Passives Wahlrecht eingeschränkt
Andere Möglichkeiten, das Wahlergebnis zu beeinflussen, würden gar keine Rolle mehr spielen, erklärte der Politologe Aleksandr Kynew vom liberalen Komitee für zivilgesellschaftliche Initiativen (KGI). Schließlich gelte überhaupt nur für jene das passive Wahlrecht, die sich in den Augen der Staatsführung bisher nichts zuschulden kommen hätten lassen. Und der Schuldbegriff ist laut Kynew sehr weit gefasst: Es reiche etwa ein kritisches Facebook-Posting.
Um kandidieren zu können, dürften Kandidaten nach einer weiteren Gesetzesänderungen zudem keine Bankkonten mehr im Ausland haben, erklärt Kynew. Geschäftsleute würden damit an einer Kandidatur gehindert. „Die Regierenden bringen damit zum Ausdruck, dass sie auf Kategorien der Bevölkerung setzt, die vom Staat finanziell abhängen“, sagt der Politikwissenschaftler.
Trotz aller Signale des Kremls rechnete zuletzt mehr als die Hälfte der Russen mit Wahlbetrug durch Behörden und Parteien. Insgesamt seien 51 Prozent der Befragten überzeugt, dass es Verstöße gegen das Wahlrecht geben wird, teilte das angesehene Lewada-Zentrum mit. Der Umfrage zufolge zeigte sich knapp ein Viertel (23 Prozent) der befragten Russen bereit, Stimmen zu teils kleinem Geld zu verkaufen.
Desinteresse und klare Verhältnisse
Generell spielt Geeintes Russland das Desinteresse der rund 110 Millionen Wahlberechtigten in die Hände: Der Lewada-Umfrage zufolge war die Zahl derer, die zur Wahl gehen wollten, zuletzt stets gesunken.
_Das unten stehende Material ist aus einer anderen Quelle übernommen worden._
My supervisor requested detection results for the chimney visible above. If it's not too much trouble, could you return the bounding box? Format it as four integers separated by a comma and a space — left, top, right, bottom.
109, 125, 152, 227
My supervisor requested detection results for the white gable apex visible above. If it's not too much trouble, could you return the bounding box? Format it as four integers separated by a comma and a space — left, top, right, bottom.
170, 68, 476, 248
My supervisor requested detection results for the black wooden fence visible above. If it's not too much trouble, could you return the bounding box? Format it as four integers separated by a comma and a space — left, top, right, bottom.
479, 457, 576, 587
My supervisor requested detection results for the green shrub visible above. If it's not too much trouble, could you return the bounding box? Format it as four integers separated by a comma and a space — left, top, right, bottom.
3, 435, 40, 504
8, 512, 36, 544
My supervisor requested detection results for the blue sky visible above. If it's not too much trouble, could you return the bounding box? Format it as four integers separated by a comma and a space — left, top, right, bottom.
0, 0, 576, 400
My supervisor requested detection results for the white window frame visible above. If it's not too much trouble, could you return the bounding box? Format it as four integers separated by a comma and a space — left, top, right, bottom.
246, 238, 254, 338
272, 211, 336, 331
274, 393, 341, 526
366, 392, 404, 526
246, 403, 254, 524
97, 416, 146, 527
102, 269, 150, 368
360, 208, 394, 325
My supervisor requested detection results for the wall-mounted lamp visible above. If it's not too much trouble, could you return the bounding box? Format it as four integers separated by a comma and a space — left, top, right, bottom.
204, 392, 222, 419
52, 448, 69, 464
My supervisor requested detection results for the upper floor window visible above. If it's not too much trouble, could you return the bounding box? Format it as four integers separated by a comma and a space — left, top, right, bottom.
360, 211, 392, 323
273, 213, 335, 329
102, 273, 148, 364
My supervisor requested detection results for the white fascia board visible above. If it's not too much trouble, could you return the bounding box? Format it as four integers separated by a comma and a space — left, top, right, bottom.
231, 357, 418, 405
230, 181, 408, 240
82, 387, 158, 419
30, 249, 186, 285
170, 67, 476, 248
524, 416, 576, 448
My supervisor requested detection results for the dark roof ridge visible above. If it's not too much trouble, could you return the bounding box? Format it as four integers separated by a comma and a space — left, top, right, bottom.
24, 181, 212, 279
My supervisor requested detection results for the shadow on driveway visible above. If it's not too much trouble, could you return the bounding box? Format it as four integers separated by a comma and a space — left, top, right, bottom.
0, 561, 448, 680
Und unter den erklärten Wählern sind die Verhältnisse klar: 41 Prozent werden für Geeintes Russland stimmen, wie die letzte Umfrage des Meinungsforschungsinstituts VCIOM auswies.
Die nationalistischen Liberaldemokraten wurden mit zehn Prozentpunkten auf Platz zwei gesehen. Auf dem dritten Platz sahen Umfragen die Kommunistische Partei, der zuletzt knapp neun Prozent vorausgesagt wurden. Die Partei Gerechtes Russland stand bei etwa fünf Prozent. Anderen Parteien wurde ein Einzug in das Parlament nicht zugetraut. Gut für Geeintes Russland - schließlich stehen die drei Parteien nur formell in Opposition zur Kreml-Partei.
Putin-Gegner zersplittert
Den echten Putin-Gegnern fehlen hingegen zugkräftige Namen. Sie sind zersplittert: Die liberalen Parteien Jabloko und Parnas konnten sich nicht auf eine gemeinsame Liste einigen. Die Kandidaten litten unter hinterhältigen Angriffen. Ex-Regierungschef Michail Kasjanow, Spitzenkandidat bei Parnas, wurde mehrfach mit Farbe beworfen und im Fernsehen mit einem landesweit ausgestrahlten Sexvideo diskreditiert.
Parnas musste sogar fürchten, wegen angeblich extremistischer Äußerungen einzelner Kandidaten von der Wahl ausgeschlossen zu werden. Allerdings zogen die Kläger ihren Antrag vor Gericht zurück, nachdem sich auch Wahlleiterin Pamfilowa gegen einen Ausschluss ausgesprochen hatte.